Si la política exterior y la preparación con vistas a una guerra -que él creía que Alemania podría afrontar hacia 1943- absorbían buena parte de las energías de Hitler, aún le quedaban fuerzas para proseguir en su obsesión antijudía. Tras las leyes de 1933, que expulsaban de numerosos empleos estatales a los no arios, es decir, a los judíos, éstos tuvieron un ligero respiro, pero el 15 de septiembre de 1935, con ocasión del congreso del partido nazi en Nuremberg, Hitler presentó un conjunto de medidas, que fueron bautizadas como Leyes de Nuremberg, destinadas a «excluir a los judíos de toda participación en la vida política de Alemania», convirtiéndolos en ciudadanos de segunda clase. Entre las medidas que imponían esas leyes estaba la prohibición de contraer matrimonio con judíos, de mantener relaciones sexuales con ellos e, incluso, de realizar trabajos domésticos en las casas de los judíos; a éstos se les prohibía emplear la bandera del Reich y sus colores, participar en las elecciones, ocupar cargos públicos o cualquier puesto de responsabilidad civil. Los soldados judíos debieron abandonar el ejército y sólo tuvieron derecho a percibir subsidios los soldados y oficiales que hubieran estado en el ejército antes del comienzo de la Primera Guerra Mundial. Si hasta este momento el éxodo de los judíos alemanes fue importante, a partir de las Leyes de Nuremberg se tornó masivo, pero ni siquiera les era fácil ya abandonar Alemania. Si tenían bienes y los donaban al Estado, se les abrían de par en par las puertas de las fronteras; si no los tenían o se negaban a renunciar a ellos, sus permisos de salida se eternizaban.

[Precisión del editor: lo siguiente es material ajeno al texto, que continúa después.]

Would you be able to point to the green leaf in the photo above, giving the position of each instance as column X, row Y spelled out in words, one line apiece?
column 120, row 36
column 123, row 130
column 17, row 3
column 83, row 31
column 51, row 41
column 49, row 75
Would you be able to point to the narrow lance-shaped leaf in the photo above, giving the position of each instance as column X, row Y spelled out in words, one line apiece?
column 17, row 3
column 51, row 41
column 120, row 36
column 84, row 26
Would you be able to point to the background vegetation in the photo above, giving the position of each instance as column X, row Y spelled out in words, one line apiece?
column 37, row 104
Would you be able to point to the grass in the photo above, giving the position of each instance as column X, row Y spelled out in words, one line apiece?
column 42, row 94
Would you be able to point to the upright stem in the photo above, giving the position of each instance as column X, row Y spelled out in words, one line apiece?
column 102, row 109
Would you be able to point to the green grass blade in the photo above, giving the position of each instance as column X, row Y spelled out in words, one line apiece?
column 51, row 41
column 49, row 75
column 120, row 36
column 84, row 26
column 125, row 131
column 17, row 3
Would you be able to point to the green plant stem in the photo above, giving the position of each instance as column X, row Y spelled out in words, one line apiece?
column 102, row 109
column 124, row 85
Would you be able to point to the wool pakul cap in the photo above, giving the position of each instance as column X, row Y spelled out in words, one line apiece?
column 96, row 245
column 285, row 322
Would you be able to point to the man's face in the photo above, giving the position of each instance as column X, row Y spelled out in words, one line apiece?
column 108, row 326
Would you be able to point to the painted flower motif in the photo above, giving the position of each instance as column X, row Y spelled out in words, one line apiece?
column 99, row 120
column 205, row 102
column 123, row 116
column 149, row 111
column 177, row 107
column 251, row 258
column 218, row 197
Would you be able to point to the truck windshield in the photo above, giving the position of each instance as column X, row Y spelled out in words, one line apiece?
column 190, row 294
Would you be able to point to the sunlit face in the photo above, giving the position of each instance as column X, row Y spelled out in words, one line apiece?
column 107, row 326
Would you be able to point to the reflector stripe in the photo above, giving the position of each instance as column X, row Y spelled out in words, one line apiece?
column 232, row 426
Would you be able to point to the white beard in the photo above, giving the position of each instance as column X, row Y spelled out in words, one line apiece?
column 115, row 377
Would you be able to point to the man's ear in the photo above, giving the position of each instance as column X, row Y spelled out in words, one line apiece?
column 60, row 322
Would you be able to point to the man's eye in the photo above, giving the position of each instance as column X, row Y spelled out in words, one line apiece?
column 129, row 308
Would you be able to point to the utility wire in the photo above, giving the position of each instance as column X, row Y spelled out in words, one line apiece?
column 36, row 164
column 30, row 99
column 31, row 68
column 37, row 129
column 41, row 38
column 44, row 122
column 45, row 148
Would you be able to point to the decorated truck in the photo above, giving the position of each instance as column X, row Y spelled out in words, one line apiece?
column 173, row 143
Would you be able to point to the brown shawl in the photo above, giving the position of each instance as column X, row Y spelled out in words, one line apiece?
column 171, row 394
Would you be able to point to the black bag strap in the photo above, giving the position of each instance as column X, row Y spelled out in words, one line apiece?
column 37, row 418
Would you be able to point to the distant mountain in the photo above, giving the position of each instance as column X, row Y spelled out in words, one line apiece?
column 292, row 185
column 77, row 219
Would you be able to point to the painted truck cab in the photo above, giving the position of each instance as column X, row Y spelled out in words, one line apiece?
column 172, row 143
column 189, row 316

Hitler apretaría aún más el dogal antisemita. Entre la puesta en marcha de las Leyes de Nuremberg y la «Noche de los cristales rotos» -el 9 de noviembre de 1938-, la vida de los judíos en Alemania se iría convirtiendo paulatinamente en una pesadilla. Se les prohibió acudir a los conciertos, al cine, al teatro, a las escuelas estatales; se les retiraron los permisos de conducir y el ejercicio de profesiones como dentista o veterinario; se les impidió el acceso a los exámenes profesionales para las cámaras de comercio, industria y artesanía. Los nazis legislaron incluso la lista de nombres entre los cuales podían elegir los judíos; quien llevara ya nombre de pila diferente a los autorizados debía añadir Israel , en el caso masculino, y Sara en el caso femenino. La mayoría de cuantos tenían algo eligió el camino del exilio, pero muchos no poseían nada y les era difícil encontrar el dinero para irse o hallar quien les rescatara desde el extranjero. Algunos, finalmente, con más de diez generaciones enraizadas en Alemania y pequeños negocios como única propiedad y oficio, prefirieron pensar que aquella mala época pasaría y se quedaron en espera de tiempos mejores. En noviembre de 1938 comprenderían, finalmente, la futilidad de sus esperanzas.